Tahmin edilebileceği üzere bu değişiklikler, şirketin yönetimi ve temsili konusunda yetki sahibi olan YK üzerinde de büyük etki yaratmaktadır. Bu doğrultuda kâr payı dağıtım sınırlamalarının sonuçlarıyla yüz yüze olan şirket yönetim kurullarının izleyebileceği birkaç yol bulunmaktadır. Bu yollardan ilk akla geleni, mevcut bir çağrı yoksa 2020 yılı için olağan GK çağrısı yapılmayarak, her iki yılın olağan GK toplantılarının 2021 yılında birlikte yapılmasıdır. Zira kanunda da her yıl olağan genel kurul toplantısı yapılmasını düzenleyen zorunlu bir hüküm yoktur. Mevcut sınırlamalar 30.12.2020 tarihine kadar geçerli olduğundan, Kanun Koyucu yeni bir düzenleme yapmadığı sürece şirketler 31.12.2020 tarihinden itibaren olağan şartlarda olduğu gibi kâr payı dağıtımına ilişkin serbestçe karar verebilecektir.

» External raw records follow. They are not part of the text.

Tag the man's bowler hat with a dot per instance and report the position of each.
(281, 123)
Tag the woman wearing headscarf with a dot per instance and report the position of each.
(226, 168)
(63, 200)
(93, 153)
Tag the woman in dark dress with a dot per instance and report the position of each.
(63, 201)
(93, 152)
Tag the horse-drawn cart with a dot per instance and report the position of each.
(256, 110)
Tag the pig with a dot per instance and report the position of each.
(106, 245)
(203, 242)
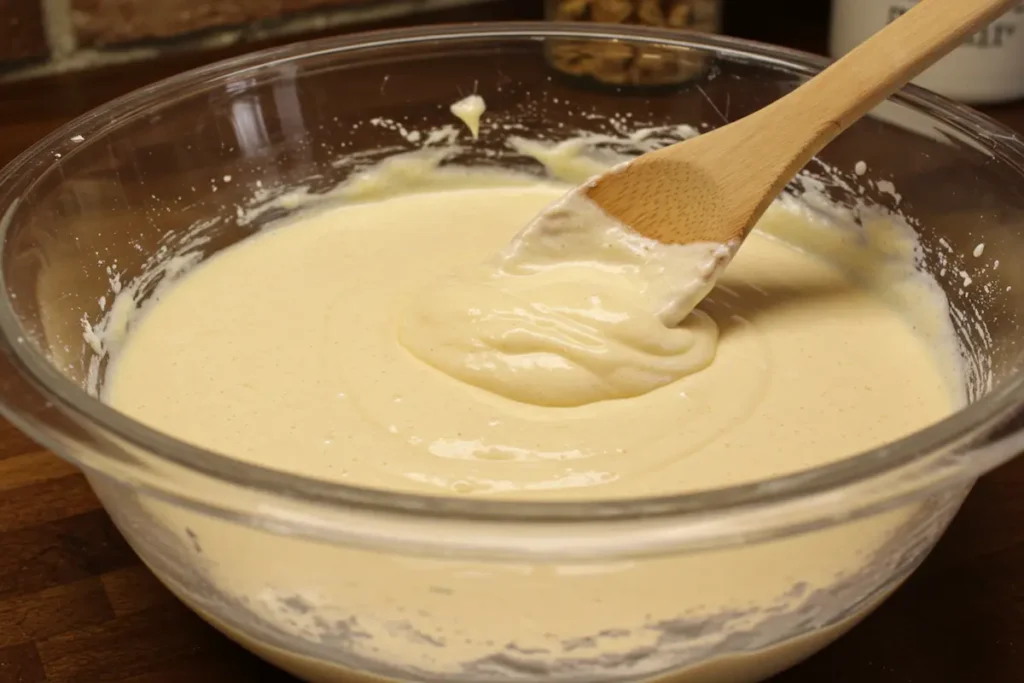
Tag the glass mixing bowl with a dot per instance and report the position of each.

Bir başka yaklaşım, YK tarafından 2020 yılı için olağan genel kurul çağrısı yapılması olabilir. Bu durumda iki farklı sonuç ortaya çıkabilecektir. GK gündeminin Geçici 13. Madde’ye uygun olması ve GK toplantısında da yine bu maddeye paralel karar alındığı takdirde herhangi bir sorun ortaya çıkmayacaktır, zira GK zaten bu konuda karar alma yetkisini haizdir. Ancak Geçici 13. Madde’ye uygun düzenlenen GK gündemine rağmen GK toplantısında aksi yönde bir karar alınırsa -örneğin 2019 yılı karının %50’sinin dağıtılması kararı- bu karar hukuka aykırı olarak alınmış sayılması gündeme gelebilecektir.

YK üyeleri, görevlerini hassasiyetle sürdürmek ve şirketin menfaatlerini iyi niyet ve basiretli iş adamı ilkesi çerçevesinde gözetmekle yükümlüdür. Bu durumda, Geçici 13. Madde ile getirilen %25 kâr payı dağıtımı sınırını aşan veya maddenin diğer hükümlerine aykırı olarak verilen herhangi bir GK kararına karşı iptal davası açılması ihtimali, YK üyeleri tarafından göz önünde bulundurulmalıdır.  Yine belirtmek gerekir ki, GK’da %25’i aşan kâr payı dağıtımı kararı verilse dahi YK tedbirli bir yönetici özeniyle davranmalı ve bu kararı uygulamayarak, %25 sınırının üstünde kalan kâr payı dağıtımı ödemelerini yapmamalıdır. Aksi takdirde her YK üyesinin kaçınmak isteyeceği bir sonuç meydana gelecek ve YK aleyhine sorumluluk davası açılabilecektir.

Özetle, Türk şirketlerine getirilen kâr payı dağıtımına ilişkin sınırlamalar karşısında YK tarafından alınabilecek belli başlı önlemler mevcuttur. Her bir şirketin öznel koşulları ve iç dengeleri dikkate alınarak, iyi niyet kuralı ve basiretli iş adamı ilkesi çerçevesinde durum YK üyeleri tarafından hassasiyetle değerlendirilmeli, şirketin menfaatlerine en uygun yol tercih edilmelidir.